LE VIOL, UNE RÉALITÉ TABOUE POUR LES HOMMES AUSSI
Viols, agressions sexuelles, attouchements forcés... Si les principales victimes restent les femmes, des hommes aussi subissent ces violences de la part de l'autre sexe. Trois rescapés brisent le silence sur ces traumatismes
(SenePlus) - Dans une enquête publiée par Le Monde le 10 mars 2024, trois hommes ont accepté de briser le tabou en témoignant des violences sexuelles qu'ils ont subies de la part de femmes. Ces récits bouleversants interrogent nos représentations genrées des rôles dans la sexualité.
"Il m'est arrivé un truc de fou", lançait souvent Pierre, 33 ans, aux hommes qui l'écoutaient, quand il racontait comment à 19 ans, une femme l'avait forcé à la pénétrer après une fellation imposée.
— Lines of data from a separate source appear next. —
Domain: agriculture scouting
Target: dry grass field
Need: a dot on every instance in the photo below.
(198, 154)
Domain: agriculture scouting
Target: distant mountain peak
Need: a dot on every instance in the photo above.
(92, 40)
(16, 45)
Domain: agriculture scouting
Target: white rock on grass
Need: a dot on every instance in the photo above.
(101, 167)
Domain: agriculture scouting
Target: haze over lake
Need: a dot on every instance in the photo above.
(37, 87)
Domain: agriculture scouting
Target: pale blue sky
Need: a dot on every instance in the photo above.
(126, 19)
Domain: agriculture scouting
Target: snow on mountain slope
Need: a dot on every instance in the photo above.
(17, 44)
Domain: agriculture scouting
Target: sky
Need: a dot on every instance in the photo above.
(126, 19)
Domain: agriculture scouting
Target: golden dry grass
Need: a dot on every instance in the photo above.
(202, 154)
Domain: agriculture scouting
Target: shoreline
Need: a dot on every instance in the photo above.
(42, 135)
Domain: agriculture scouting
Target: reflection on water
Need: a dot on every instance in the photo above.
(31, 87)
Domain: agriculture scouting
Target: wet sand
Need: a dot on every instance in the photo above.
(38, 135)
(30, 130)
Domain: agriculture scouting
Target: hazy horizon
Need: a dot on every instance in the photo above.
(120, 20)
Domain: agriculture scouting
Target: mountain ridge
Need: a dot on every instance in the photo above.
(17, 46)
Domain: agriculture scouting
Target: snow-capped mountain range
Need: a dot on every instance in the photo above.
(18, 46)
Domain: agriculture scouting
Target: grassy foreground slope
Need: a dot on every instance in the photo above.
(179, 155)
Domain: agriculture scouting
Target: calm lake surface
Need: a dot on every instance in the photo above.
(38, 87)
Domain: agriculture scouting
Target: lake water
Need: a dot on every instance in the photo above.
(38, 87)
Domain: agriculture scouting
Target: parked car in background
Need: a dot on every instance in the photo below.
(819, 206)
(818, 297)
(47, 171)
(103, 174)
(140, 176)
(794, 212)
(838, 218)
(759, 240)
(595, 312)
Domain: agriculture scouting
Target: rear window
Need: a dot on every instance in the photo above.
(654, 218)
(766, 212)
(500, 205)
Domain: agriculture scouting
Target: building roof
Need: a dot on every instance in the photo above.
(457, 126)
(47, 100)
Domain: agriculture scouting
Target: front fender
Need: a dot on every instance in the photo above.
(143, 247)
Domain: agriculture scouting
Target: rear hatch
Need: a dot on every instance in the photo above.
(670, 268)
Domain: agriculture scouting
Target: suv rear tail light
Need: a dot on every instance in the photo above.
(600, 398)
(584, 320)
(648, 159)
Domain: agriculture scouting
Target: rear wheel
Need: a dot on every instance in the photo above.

À l'époque, barman à Toulouse, il valorisait cet "exploit" auprès de ses amis, dans un milieu où les femmes étaient vues "comme de la viande".
Pour Clément, 30 ans aujourd'hui, la soirée de ses 21 ans fut un "imprévu", un "accident" quand sa colocataire s'est pénétrée avec son sexe alors qu'il était réticent. "Je ne savais pas comment lui dire que je ne voulais pas coucher avec elle", confie-t-il au Monde. Comme Pierre, il a eu une érection malgré son manque de désir, un réflexe physiologique qui ne signifie pas consentement.
En 2016, Cyriel, 19 ans à l'époque, n'a cessé de dire "non" à une amie qui le caressait et tentait de le déshabiller. "Toi, tu n'as peut-être pas envie, mais ton sexe, oui", lui a-t-elle rétorqué, illustrant la croyance tenace que l'homme a toujours envie.
"Les femmes sont les principales victimes de violences sexuelles", rappelle l'enquête "Virage" de l'INED en 2015, citée par Le Monde. Mais pour ces hommes, le fait qu'une minorité soit agressée par des femmes n'en rend pas l'expérience moins traumatisante.
Derrière leurs témoignages affleure "l'ombre des stéréotypes de genre", estime Le Monde, citant la philosophe Manon Garcia qui dénonce un "modèle hétérosexiste" où "les hommes ne peuvent pas être violés, les femmes ne peuvent pas être à l'origine de rapports sexuels".
Pierre, Clément et Cyriel ont d'abord minimisé leurs agressions, avec humour et désinvolture, par peur d'"invisibiliser la souffrance des femmes", plus nombreuses à être violées. Mais comme l'explique la sociologue Lucie Wicky à Le Monde, interroger ce tabou permettrait aussi de "rebattre les cartes des rôles sexuels" et d'enjoindre les hommes à être davantage à l'écoute de leur propre consentement.